ST. LOUIS (KSDK) - Friday's bad weather is brewing a small storm of controversy over how the St. Louis Cardinals organization handled the cancellation of the game against the San Francisco Giants.

The Cardinals organization has been accused of waiting too long to announce the cancellation of the game and even forcing fans out of the stadium as dangerous weather loomed.

5 on Your Side's Mike Rush went to one of the decision-makers to sort out the story.

When about 31,000 fans walked away Friday without watching a game, the reaction seemed mixed.

"We got a hotel room for the night, we're going to make an evening of it," said one fan.

"They booed hissed. Yeah. It wasn't good," said another.

For Tricia Stout and her group of about 10, it seemed really bad. She lives in St. Peters and the radar showed they would be heading into a mess right around the time the game was called.
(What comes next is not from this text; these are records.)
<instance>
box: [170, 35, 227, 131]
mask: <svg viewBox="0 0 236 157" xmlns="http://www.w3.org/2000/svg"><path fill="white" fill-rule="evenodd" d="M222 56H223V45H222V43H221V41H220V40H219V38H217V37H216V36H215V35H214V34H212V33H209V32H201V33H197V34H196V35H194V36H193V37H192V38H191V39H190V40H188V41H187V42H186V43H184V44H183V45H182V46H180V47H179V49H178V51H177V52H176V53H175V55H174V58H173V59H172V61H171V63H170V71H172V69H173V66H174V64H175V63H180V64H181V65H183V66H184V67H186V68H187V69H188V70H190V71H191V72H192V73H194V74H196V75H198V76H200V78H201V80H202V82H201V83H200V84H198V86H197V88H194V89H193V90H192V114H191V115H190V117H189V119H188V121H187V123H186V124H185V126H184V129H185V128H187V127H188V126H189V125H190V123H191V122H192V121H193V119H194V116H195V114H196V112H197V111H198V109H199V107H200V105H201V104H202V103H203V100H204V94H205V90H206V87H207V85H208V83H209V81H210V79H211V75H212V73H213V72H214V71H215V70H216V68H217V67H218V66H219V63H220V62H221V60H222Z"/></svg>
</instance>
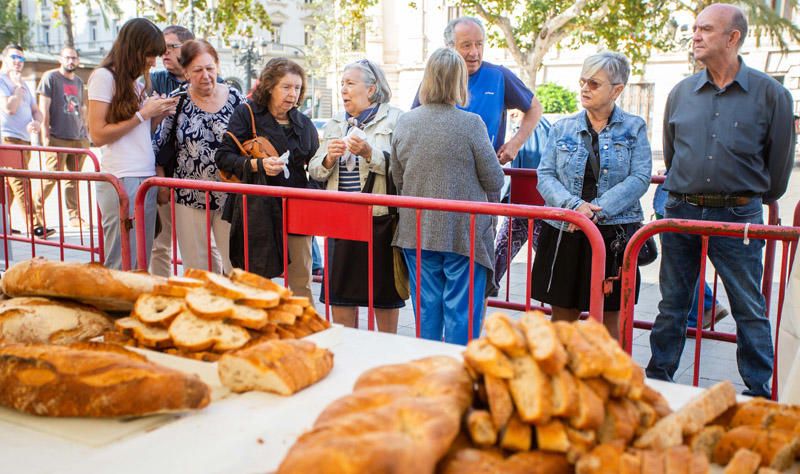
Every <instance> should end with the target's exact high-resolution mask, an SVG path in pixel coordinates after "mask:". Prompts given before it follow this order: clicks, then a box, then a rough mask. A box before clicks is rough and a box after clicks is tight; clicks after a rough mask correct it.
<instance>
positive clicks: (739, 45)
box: [729, 5, 747, 49]
mask: <svg viewBox="0 0 800 474" xmlns="http://www.w3.org/2000/svg"><path fill="white" fill-rule="evenodd" d="M731 6H732V7H733V9H734V12H733V15H731V24H730V30H729V31H733V30H736V31H738V32H739V33H740V34H741V36H740V37H739V42H738V43H736V47H737V49H742V46H743V45H744V40H745V38H747V18H746V17H745V16H744V12H743V11H742V9H741V8H739V7H735V6H733V5H731Z"/></svg>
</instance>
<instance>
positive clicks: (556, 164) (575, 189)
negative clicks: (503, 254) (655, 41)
mask: <svg viewBox="0 0 800 474" xmlns="http://www.w3.org/2000/svg"><path fill="white" fill-rule="evenodd" d="M629 74H630V64H629V62H628V59H627V58H626V57H625V56H623V55H622V54H619V53H613V52H603V53H598V54H595V55H592V56H590V57H588V58H587V59H586V61H585V62H584V63H583V69H582V71H581V79H580V86H581V91H580V95H581V105H582V106H583V108H584V110H582V111H580V112H578V113H577V114H575V115H573V116H571V117H567V118H564V119H562V120H559V121H558V122H556V124H555V125H553V128H552V129H551V130H550V136H549V138H548V141H547V145H546V147H545V151H544V155H543V156H542V161H541V163H540V164H539V168H538V173H539V184H538V186H537V189H538V190H539V192H540V193H541V195H542V197H544V200H545V203H546V205H547V206H551V207H562V208H565V209H571V210H574V211H577V212H579V213H581V214H583V215H584V216H586V217H588V218H589V219H591V220H592V222H594V223H595V225H597V228H598V229H599V230H600V233H601V234H602V236H603V240H604V242H605V246H606V269H605V273H606V277H612V276H616V275H617V274H618V271H619V268H620V266H621V263H622V253H623V251H624V249H625V245H626V244H627V241H628V238H629V237H630V235H631V234H632V233H633V231H634V230H635V226H636V224H637V223H639V222H641V221H642V220H643V219H644V215H643V213H642V207H641V205H640V203H639V199H640V198H641V197H642V196H643V195H644V193H645V192H646V191H647V187H648V186H649V185H650V171H651V165H652V158H651V154H650V143H649V142H648V140H647V125H646V124H645V122H644V120H642V118H641V117H638V116H635V115H632V114H629V113H627V112H625V111H623V110H622V109H621V108H620V107H618V106H616V105H615V103H614V101H616V100H617V98H618V97H619V96H620V94H622V91H623V89H625V84H626V83H627V82H628V75H629ZM546 222H547V224H549V225H545V226H543V228H542V232H541V235H540V237H539V248H538V250H537V252H536V258H535V260H534V262H533V270H532V278H531V287H532V288H531V290H532V291H531V296H532V298H534V299H536V300H539V301H543V302H545V303H550V305H551V306H552V308H553V320H566V321H574V320H576V319H578V316H579V315H580V313H581V311H586V310H588V309H589V294H590V289H591V283H590V275H591V260H592V251H591V246H590V245H589V241H588V239H587V238H586V236H585V235H584V234H583V233H582V232H580V231H578V232H576V230H577V227H575V226H574V225H572V224H567V223H565V222H562V221H546ZM636 284H637V287H636V294H637V297H638V293H639V286H638V285H639V279H638V278H637V283H636ZM619 303H620V284H619V280H616V281H615V282H614V285H613V291H612V292H611V294H609V295H606V297H605V301H604V304H603V323H604V324H605V326H606V328H607V329H608V331H609V333H610V334H611V335H612V337H615V338H618V337H619V328H618V326H619Z"/></svg>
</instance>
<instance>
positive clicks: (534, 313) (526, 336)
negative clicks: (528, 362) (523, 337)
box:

"Well, I was scared," said Stout. "I certainly didn't want to be on the highway while tornadoes were in the area and didn't know if anymore were going to pop up where we were."

Stout and her group wanted to ride out the storm in the designated shelter areas of the stadium, but she says the ushers twice told them they couldn't.

"The ushers were a little bit more voiceful that we needed to leave and really started to push everybody out of the area that we were in," she said.

"We made the best decision based on the information we had at the time," said Joe Abernathy, head of stadium operations.

He thought he and other decision-makers were doing well, cancelling the game before the bad weather arrived in downtown St. Louis.

"It's the first time we've done that, where we've used a forecast of weather to cancel a game after we've opened the gates," said Abernathy.

Abernathy says the decision was made to call the game at around 7:30 p.m. and announced to the fans at 7:45 p.m.

Reporter: "So, people will ask, why did you wait 15 minutes to announce it?"

"It's just the process of walking upstairs and formulating the message and typing it into the machine and working through the language," said Abernathy.

He says it was a mistake for the ushers to give Stout and her group the impression they could not stay at the stadium. They could have, and, in fact, other people did. He apologizes for that miscommunication and says he will work on making sure all the staff is up to speed on the policy so that does not happen again.